If you are in a relationship or a marriage, the notion of bashert is liable to make you profoundly question whether you are with your intended. While there’s nothing wrong with such questioning, from time to time, couching it in terms of the notion of bashert can usher in regret or even panic — encouraging you to ignore the failings of a relationship or to celebrate, disproportionately, the present stage of your love.
The emphasis on finding “the one” also creates, unnecessarily, a hierarchy of past relationships. But just because you didn’t end up with this man or that woman doesn’t mean that a part of your life was insignificant — or even that a past relationship was less significant than a current one. That night in Morocco and that morning in Nice can matter independently of whether you have since stood under a chupah with someone else.

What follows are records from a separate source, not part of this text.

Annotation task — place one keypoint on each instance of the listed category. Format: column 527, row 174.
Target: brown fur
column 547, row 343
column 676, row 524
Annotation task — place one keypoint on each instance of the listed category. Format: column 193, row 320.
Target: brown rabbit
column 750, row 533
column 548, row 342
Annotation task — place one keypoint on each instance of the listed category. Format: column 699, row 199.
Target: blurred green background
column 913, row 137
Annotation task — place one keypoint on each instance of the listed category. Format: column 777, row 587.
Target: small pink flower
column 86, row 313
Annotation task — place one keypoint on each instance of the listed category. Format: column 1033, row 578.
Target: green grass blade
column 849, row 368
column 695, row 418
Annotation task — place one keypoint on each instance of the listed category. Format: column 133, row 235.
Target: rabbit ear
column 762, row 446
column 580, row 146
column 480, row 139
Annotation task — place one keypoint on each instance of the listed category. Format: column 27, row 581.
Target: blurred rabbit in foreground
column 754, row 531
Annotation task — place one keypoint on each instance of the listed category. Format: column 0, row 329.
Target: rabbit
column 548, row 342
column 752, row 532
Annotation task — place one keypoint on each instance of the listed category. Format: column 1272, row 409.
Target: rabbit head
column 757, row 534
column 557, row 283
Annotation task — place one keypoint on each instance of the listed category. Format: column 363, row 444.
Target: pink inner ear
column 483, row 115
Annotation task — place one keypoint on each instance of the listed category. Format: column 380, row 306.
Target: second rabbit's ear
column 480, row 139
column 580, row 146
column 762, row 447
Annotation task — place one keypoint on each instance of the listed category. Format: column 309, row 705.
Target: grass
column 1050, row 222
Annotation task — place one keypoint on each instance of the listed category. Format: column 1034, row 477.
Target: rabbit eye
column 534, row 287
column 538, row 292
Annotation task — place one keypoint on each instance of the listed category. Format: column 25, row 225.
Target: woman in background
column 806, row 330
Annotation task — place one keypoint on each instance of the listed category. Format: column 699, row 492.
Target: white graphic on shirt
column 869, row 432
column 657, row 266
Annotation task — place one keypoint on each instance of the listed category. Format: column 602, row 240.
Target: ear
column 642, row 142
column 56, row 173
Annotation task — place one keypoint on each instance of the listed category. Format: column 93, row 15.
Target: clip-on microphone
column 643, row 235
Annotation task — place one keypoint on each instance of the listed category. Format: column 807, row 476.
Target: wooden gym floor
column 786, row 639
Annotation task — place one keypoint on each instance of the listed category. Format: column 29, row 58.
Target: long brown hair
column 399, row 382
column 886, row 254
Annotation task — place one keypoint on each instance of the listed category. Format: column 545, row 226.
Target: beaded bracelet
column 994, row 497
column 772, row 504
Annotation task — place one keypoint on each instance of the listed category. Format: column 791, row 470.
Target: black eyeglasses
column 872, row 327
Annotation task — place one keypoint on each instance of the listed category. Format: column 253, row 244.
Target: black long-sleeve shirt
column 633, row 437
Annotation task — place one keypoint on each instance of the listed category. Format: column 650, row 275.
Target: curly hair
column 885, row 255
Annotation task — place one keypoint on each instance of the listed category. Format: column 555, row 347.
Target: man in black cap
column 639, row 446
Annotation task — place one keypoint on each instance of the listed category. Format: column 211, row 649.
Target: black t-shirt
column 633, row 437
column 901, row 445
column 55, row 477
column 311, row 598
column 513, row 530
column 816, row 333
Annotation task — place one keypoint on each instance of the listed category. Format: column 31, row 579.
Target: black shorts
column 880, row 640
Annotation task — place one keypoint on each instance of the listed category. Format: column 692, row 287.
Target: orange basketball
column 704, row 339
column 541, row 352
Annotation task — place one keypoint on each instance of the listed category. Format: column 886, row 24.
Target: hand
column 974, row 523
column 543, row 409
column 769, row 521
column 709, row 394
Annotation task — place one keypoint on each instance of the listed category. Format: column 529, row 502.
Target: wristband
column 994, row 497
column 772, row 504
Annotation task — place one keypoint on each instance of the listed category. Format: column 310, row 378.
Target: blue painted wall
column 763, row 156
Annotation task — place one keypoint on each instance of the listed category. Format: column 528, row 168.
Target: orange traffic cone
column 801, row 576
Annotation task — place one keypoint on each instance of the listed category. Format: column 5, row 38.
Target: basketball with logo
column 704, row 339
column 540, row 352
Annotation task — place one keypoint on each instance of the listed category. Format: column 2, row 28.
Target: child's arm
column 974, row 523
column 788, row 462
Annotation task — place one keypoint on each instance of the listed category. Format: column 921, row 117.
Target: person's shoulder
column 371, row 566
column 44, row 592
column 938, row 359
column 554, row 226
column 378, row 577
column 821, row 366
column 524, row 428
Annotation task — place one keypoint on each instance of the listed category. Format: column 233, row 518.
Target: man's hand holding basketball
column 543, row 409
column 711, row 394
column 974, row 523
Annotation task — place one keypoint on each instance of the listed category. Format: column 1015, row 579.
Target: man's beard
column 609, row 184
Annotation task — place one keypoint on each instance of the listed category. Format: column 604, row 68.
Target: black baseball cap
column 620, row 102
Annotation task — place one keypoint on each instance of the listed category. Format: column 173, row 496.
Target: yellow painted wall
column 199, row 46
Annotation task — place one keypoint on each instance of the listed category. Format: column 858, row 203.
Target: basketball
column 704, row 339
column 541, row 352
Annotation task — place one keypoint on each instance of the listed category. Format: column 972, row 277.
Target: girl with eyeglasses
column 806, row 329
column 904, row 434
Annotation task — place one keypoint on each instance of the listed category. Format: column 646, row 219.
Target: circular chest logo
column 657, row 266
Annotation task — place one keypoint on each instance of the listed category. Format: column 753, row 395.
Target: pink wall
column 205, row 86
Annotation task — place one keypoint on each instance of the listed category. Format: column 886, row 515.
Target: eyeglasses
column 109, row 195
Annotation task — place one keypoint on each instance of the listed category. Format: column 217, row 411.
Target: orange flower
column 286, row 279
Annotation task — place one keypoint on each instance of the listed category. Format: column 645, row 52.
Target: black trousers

It is also important to note that the Talmud brings up another source that suggests the concept of bashert applies only to first marriages. So what if your first marriage didn’t work out? Does that mean that God was wrong? Or wicked? To this end, one cannot help but think about Abraham, Hagar and Sarah. If we buy into this notion at all, who was the bashert for Abraham? Sarah, because she was the first wife and the woman with whom the covenant was fulfilled? Or Hagar, because, according to Rashi, she ended up with Abraham after Sarah’s death?
The Talmudic concept of a single bashert presupposes a disappointingly narrow view of love, people and of God. Beautiful, productive and supporting relationships can surely be made with lots of different people, especially as we change throughout our lives.
Meanwhile, if you’re not currently in a romantic relationship, the concept of bashert also puts unnecessary pressure on you to find “the one.”
While it might be nice to believe “there is someone out there waiting for me,” this belief can also induce terrible loneliness. If God’s responsibility is only to assign people to each other, but not to bring them together, then the fact that you have not found your so-called intended is either quite disappointing or quite amusing to God; it reminds me of the uncle that can’t believe you can’t find the afikomen, when he has taped it to your back.
Indeed, the notion of bashert can also feel like lazy thinking. It is one thing to feel grateful for a relationship; it is quite another to think that you somehow managed to find “the one” just by being at The Edison on the right night or by not getting into Yale. It seems to be too deterministic for a religion whose system of commandments requires a continual confirmation of free will. We wouldn’t say, “The car or job or education I ended up getting is the one I was supposed to have.” So why would we say it with something as important as our love life?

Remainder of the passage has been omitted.